Couple, genre et filiation.

 

Mon « chemin de Damas »  sur la notion de couple et de filiation.

Je suis un scientifique, biologiste et biophysicien de formation. Ça organise ma vision du monde, y compris dans ce qui concerne l’organisation de notre société, comme les rapports entre les personnes et les sexes. C’est peut être critiquable, mais je suis comme ça, on ne se refait pas. Ce billet est une tentative de raconter comment la démarche scientifique m’a amené d’abord à me construire une vision implicite de la notion de couple, de mariage et de filiation, pour ensuite, au nom de la même démarche scientifique, à la remettre complètement en question.

Ma conviction dans la culture scientifique est terriblement forte.
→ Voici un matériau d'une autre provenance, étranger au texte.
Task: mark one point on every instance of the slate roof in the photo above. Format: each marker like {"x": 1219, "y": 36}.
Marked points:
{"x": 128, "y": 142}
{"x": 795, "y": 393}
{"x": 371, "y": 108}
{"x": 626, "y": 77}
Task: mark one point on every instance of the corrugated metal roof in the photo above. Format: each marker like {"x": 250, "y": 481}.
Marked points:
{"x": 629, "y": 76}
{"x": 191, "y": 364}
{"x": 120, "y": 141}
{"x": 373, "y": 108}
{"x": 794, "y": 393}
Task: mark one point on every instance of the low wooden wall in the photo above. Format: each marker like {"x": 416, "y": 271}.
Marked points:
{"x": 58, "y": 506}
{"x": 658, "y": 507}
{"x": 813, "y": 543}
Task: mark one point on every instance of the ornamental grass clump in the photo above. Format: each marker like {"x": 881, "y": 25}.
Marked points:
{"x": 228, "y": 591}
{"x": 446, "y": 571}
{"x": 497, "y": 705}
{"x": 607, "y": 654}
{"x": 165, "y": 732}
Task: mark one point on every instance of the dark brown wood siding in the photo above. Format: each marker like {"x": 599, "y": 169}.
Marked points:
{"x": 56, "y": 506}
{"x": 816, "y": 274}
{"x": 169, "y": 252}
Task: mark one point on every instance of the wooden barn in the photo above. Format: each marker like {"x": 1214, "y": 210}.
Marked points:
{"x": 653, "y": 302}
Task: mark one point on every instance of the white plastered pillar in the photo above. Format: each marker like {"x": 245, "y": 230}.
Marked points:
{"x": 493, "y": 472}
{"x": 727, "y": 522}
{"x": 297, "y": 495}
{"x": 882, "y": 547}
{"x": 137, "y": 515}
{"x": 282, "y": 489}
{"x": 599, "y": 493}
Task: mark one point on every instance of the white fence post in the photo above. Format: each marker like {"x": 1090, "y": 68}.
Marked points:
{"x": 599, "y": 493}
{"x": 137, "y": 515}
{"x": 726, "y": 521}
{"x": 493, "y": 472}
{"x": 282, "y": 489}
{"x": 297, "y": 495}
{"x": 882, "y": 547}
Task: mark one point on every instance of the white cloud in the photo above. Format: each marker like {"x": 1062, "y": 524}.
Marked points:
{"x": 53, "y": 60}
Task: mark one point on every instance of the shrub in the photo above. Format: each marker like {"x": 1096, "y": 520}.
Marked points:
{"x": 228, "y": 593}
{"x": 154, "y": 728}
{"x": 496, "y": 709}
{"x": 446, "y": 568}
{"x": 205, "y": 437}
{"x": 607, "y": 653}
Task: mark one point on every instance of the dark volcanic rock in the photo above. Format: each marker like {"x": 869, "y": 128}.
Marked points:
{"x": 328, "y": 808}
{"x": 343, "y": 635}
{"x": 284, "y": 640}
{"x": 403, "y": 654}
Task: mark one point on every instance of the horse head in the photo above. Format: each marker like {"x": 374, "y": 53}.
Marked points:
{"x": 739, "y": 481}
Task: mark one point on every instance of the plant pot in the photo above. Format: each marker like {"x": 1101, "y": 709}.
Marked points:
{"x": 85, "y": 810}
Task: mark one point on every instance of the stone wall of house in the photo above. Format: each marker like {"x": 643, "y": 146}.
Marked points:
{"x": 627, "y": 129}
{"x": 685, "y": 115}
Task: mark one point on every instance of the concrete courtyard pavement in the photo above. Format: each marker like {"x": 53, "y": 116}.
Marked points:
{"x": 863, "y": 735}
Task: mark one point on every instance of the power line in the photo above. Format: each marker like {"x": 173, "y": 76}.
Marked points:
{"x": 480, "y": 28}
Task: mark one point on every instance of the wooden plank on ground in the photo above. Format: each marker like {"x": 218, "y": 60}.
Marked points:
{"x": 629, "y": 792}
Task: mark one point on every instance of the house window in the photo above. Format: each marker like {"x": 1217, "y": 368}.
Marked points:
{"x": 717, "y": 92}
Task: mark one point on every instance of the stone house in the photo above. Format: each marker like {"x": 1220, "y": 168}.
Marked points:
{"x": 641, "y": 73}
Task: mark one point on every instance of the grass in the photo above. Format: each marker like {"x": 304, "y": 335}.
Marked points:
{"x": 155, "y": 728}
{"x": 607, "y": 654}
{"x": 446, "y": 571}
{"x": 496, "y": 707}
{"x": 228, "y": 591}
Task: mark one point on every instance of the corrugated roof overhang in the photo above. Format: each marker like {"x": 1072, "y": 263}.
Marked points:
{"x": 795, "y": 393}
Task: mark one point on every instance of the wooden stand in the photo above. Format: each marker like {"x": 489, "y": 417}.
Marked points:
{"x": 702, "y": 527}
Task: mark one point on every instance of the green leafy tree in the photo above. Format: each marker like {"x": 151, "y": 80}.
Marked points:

C’est un élément structurant de ma personnalité. Je suis rationnel, cartésien, à un point souvent irritant pour mes proches. Au point que certains me traitent parfois de « scientiste ». C’est aussi un peu la raison de ce blog, regarder les données, les faits, questionner les idées préconçues.

Pour cette raison, je suis aujourd’hui solidement athée, bien que pourtant issu d’une famille catholique pratiquante, élevé dans la tradition religieuse. Ne vous méprenez pas, j’aime ma famille et je respecte leurs convictions. Je ne renie pas la morale et les traditions humanistes que véhiculent leur culture chrétienne dont je suis aussi un héritier assumé. C’est également une partie importante de la personne que je suis aujourd’hui.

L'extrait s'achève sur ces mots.